Hi,
While working on a project, I deciding to make execution time measurements by reading the mcycle register. The result was mediocre and after investigation it seems that function calls are the problem.
I created a small project to test that out :
/* Copyright 2019 SiFive, Inc */
/* SPDX-License-Identifier: Apache-2.0 */
#include <stdlib.h>
#include <stdio.h>
#include <stdint.h> /* for uinptr_t */
#include <time.h>
#include <metal/cpu.h>
#include <metal/machine.h>
#include <metal/csr.h>
uintptr_t cycle_s, cycle_e;
int main() {
int x =0;
cycle_s=( unsigned int *)malloc(sizeof( unsigned int));
cycle_e=( unsigned int *)malloc(sizeof( unsigned int));
METAL_CPU_GET_CSR(mcycle, cycle_s);
int b =fun(x);
METAL_CPU_GET_CSR(mcycle, cycle_e);
printf(" Elapsed time = %lu clock cycles or %lu microseconds \r\n",(unsigned )(cycle_e-cycle_s),(unsigned )(cycle_e-cycle_s)/16);
free(cycle_s);
free(cycle_e);
return 0;
}
with fun a trivial function described in fun.c :
/*
* fun.c
*
* Created on: 21 Jul 2023
* Author: baf
*/
#include <stdio.h>
#include <stdint.h>
#include <time.h>
#include <metal/cpu.h>
#include <metal/machine.h>
#include <metal/timer.h>
#include <metal/led.h>
#include <metal/csr.h>
extern uintptr_t cycle_s, cycle_e;
int fun(int a ){
// METAL_CPU_GET_CSR(mcycle, cycle_s);
a ++;
//METAL_CPU_GET_CSR(mcycle, cycle_e);
return a;
}
When measuring the elapsed time inside the fun(), it of course only take 4 clock cycles.
However measuring the elapsed time inside main gives 2414 clock cycles.

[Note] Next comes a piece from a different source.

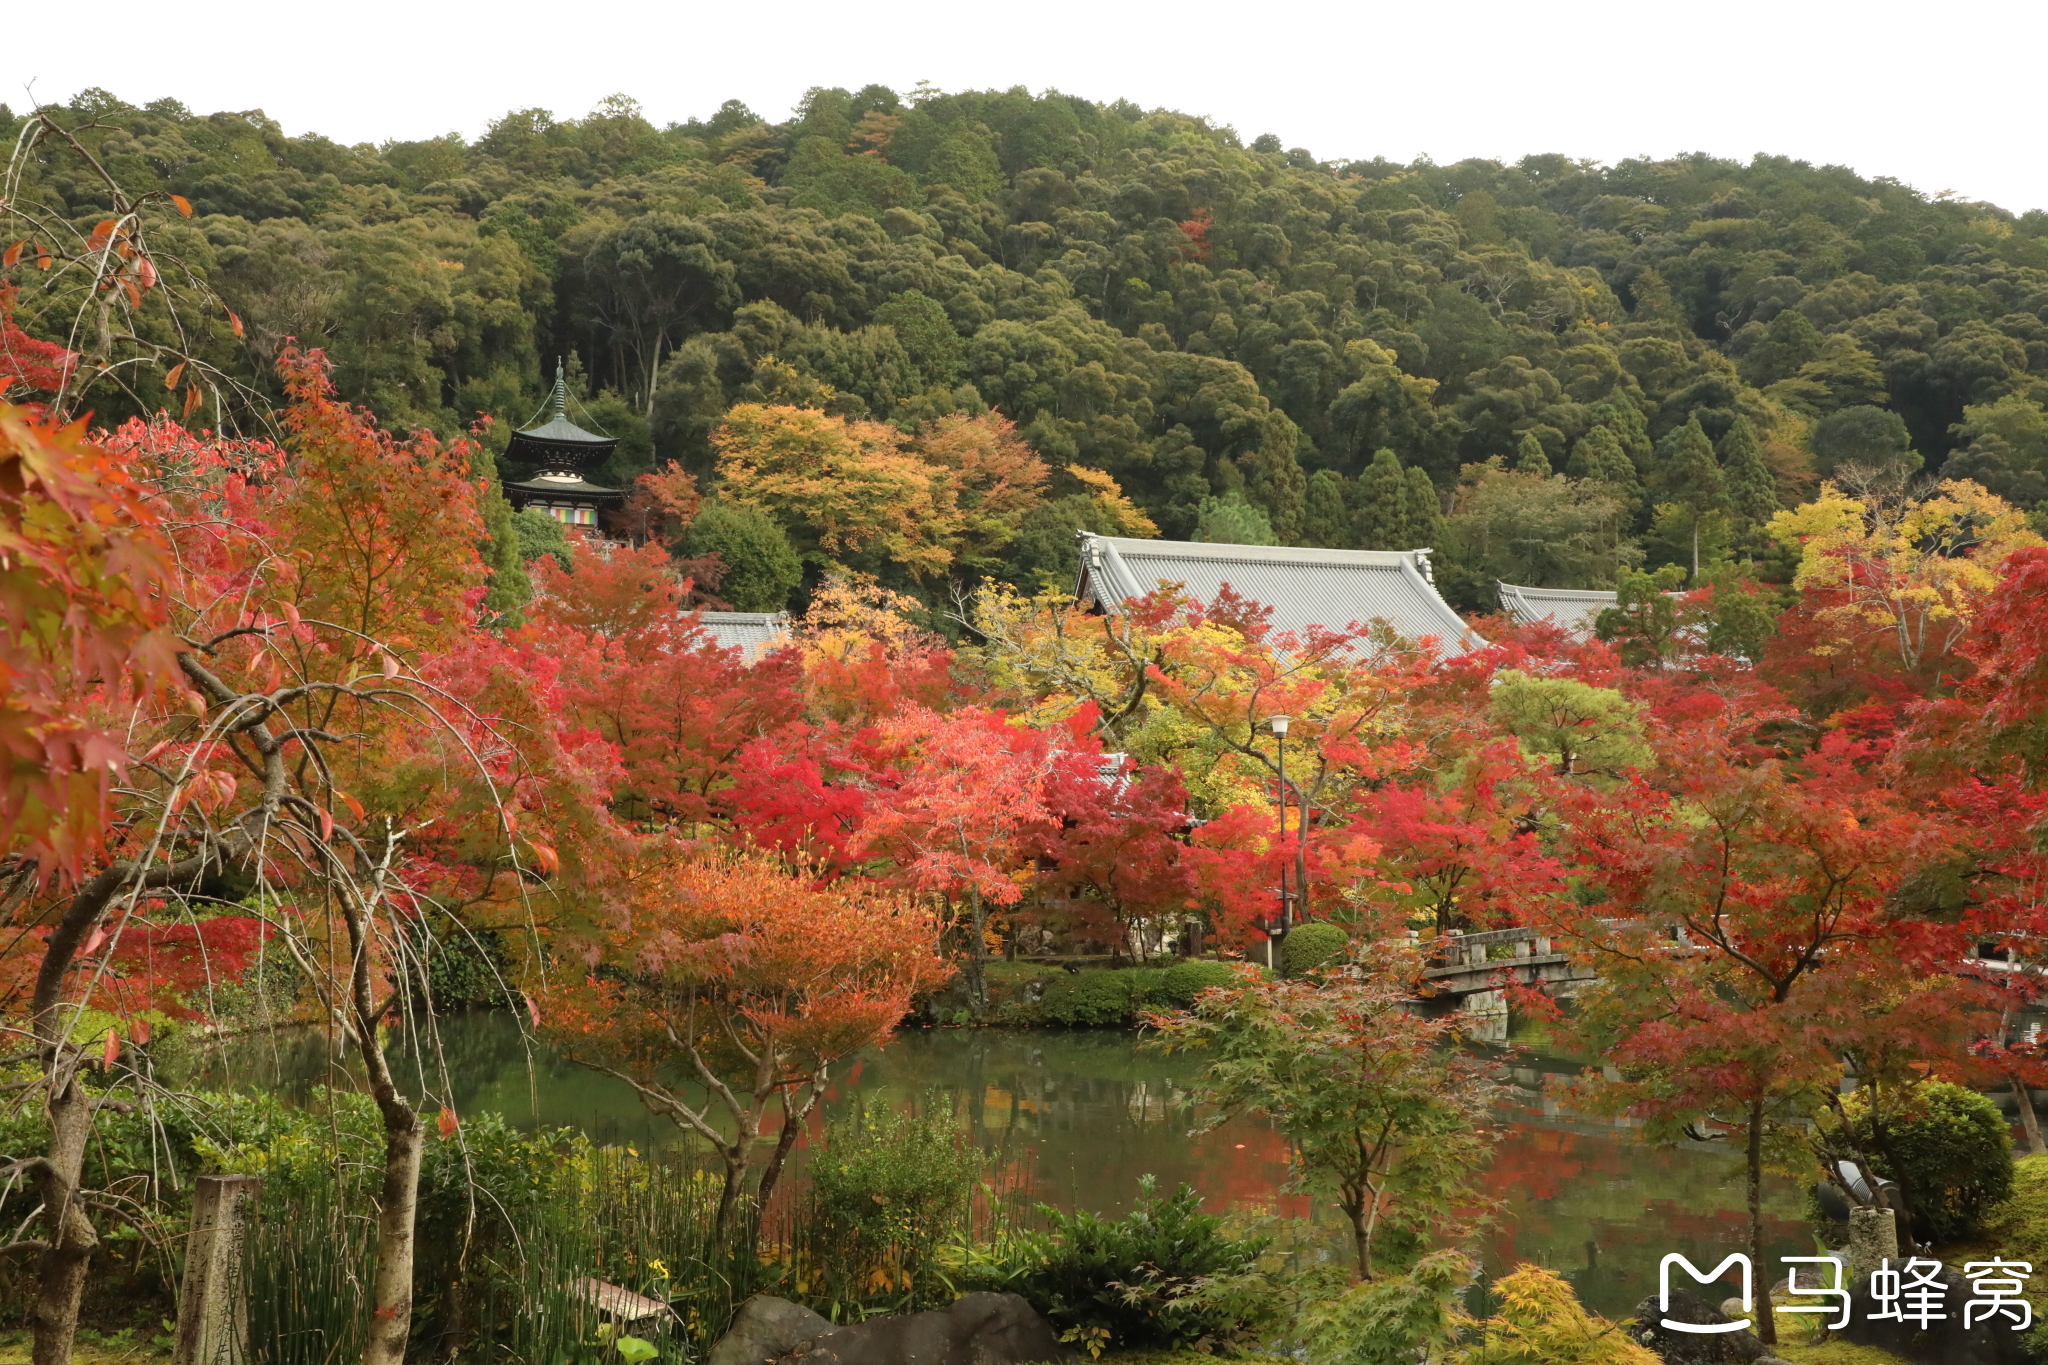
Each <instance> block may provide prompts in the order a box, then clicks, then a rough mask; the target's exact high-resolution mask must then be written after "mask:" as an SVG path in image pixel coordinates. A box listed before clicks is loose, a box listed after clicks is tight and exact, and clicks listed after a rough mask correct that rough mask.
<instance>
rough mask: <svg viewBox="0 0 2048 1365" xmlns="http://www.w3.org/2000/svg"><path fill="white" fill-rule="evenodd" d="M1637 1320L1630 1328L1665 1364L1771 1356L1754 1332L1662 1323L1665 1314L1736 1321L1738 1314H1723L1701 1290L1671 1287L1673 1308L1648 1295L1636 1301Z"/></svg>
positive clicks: (1635, 1335) (1635, 1336)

I did not see any extra instructions in disassembly nor a jump to the interrupt handler or anything when going step by step with the debugger. I have no idea what happens during these thousands of clock cycle
If anyone has already experimented this issue or has any ideas, I would be grateful.